いつもは宝塚大劇場や東京宝塚劇場をはじめ、勝手知ったる劇場での公演。そして舞台稽古も数日間行われます。
ところが「全国ツアー=毎回、劇場が違う」。これはどれほど大変なものでしょうか?
劇場が毎回違うということは、すべての場所や広さ、構造が違います。
舞台全般。早替りをする場所。楽屋。ココからアソコへ行くまでの移動…
それらをご紹介しましょう。
舞台
昨今の地方の劇場はとても立派ですし、また宝塚歌劇が上演できる劇場で上演されます。でも、各劇場、大きさも構造も違うわけだから、それに毎回対応しなければなりません。

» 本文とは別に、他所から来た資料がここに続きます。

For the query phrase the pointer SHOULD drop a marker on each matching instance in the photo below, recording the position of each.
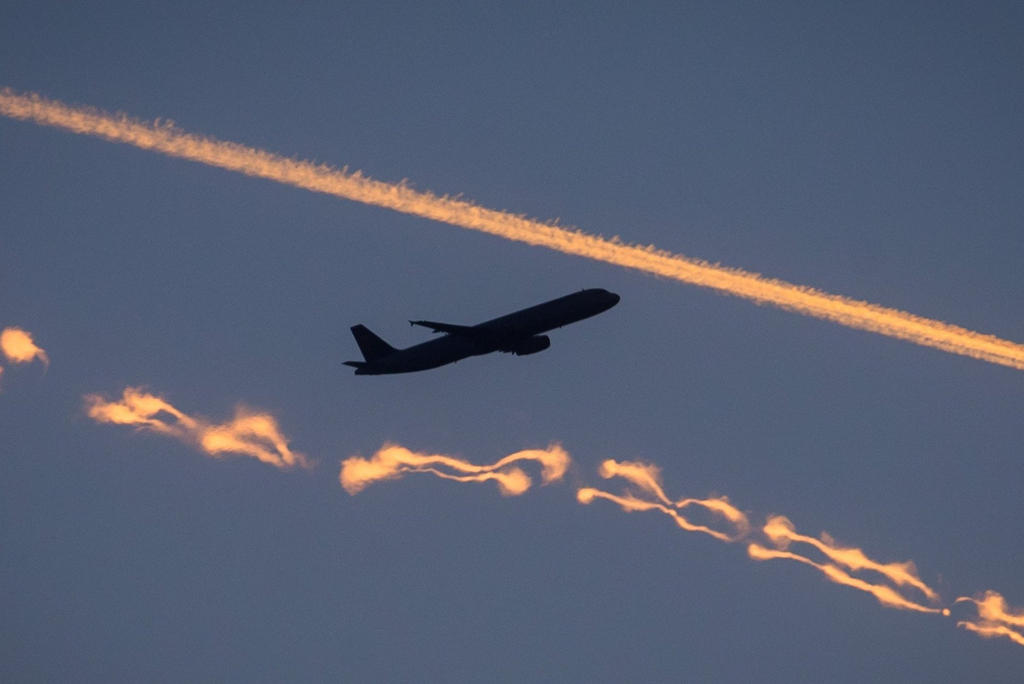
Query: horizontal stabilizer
(451, 329)
(371, 345)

舞台の奥行きや幅が違えば、芝居の感覚が違ってきます。袖からセンターまで歩くにしても、近かったり、遠く感じたり。ダンスでも、広々と踊れたり、または隣の生徒とぶつかりそうになったり。
その舞台のサイズに合わせ、臨機応変に瞬時に対応しなければなりません。
上下(かみしも=上手・下手)の袖の数も違う場合があります。前から何番目の袖から登場するかを自分で判断しなければなりません。
花道が使えない劇場の場合は、花道で踊っている人は、本舞台の最後列に変更したり。
上手から下手に急いで移動する場合、大劇場などではホリゾントを通りますが、そのホリゾントが使えない(舞台の奥行きがないなどの理由で)こともあります。

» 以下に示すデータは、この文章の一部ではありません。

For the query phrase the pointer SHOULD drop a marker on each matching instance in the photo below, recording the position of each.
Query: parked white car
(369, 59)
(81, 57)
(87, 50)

そうした場合、舞台の外の裏側の廊下を走ったり、その廊下さえない場合は、上下(かみしも)逆から舞台に出るなんてこともあります。
そうした判断は個々でしたり、時には組長さんや上級生から指示が出たりもします。
早替り
一番大変なのは衣装の着替えや早替りに関することでしょう。
誰がどこで早替りをするかは、生徒より先に劇場入りした衣装部さんが決めて下さいますが、その場所は毎回違うわけだから、慣れる間もなく終わってしまう状況。
専用の着替えのスペースのある劇場もあれば、舞台袖であったり楽屋の廊下であったり。
広さもまちまちですから、狭い場合に大きな衣装が多い作品だと、とんでもない(!)状態になります。そこに、カツラや被り物、靴、小道具などもあるわけですから。
全身が映る鏡も、少ししかありませんし。
そんな状態でさらに大変なのが、衣装部さんの人数が限られていること。
本公演では衣装部さんに背中のファスナーを上げてもらっていたのに、隣の人とやりあいっこしたり、自力で頑張ったり。これが日本物だとどれほど大変か。
手があいている生徒が手伝うのは当たり前。どんなに上級生であろうと、下級生の手伝いをします。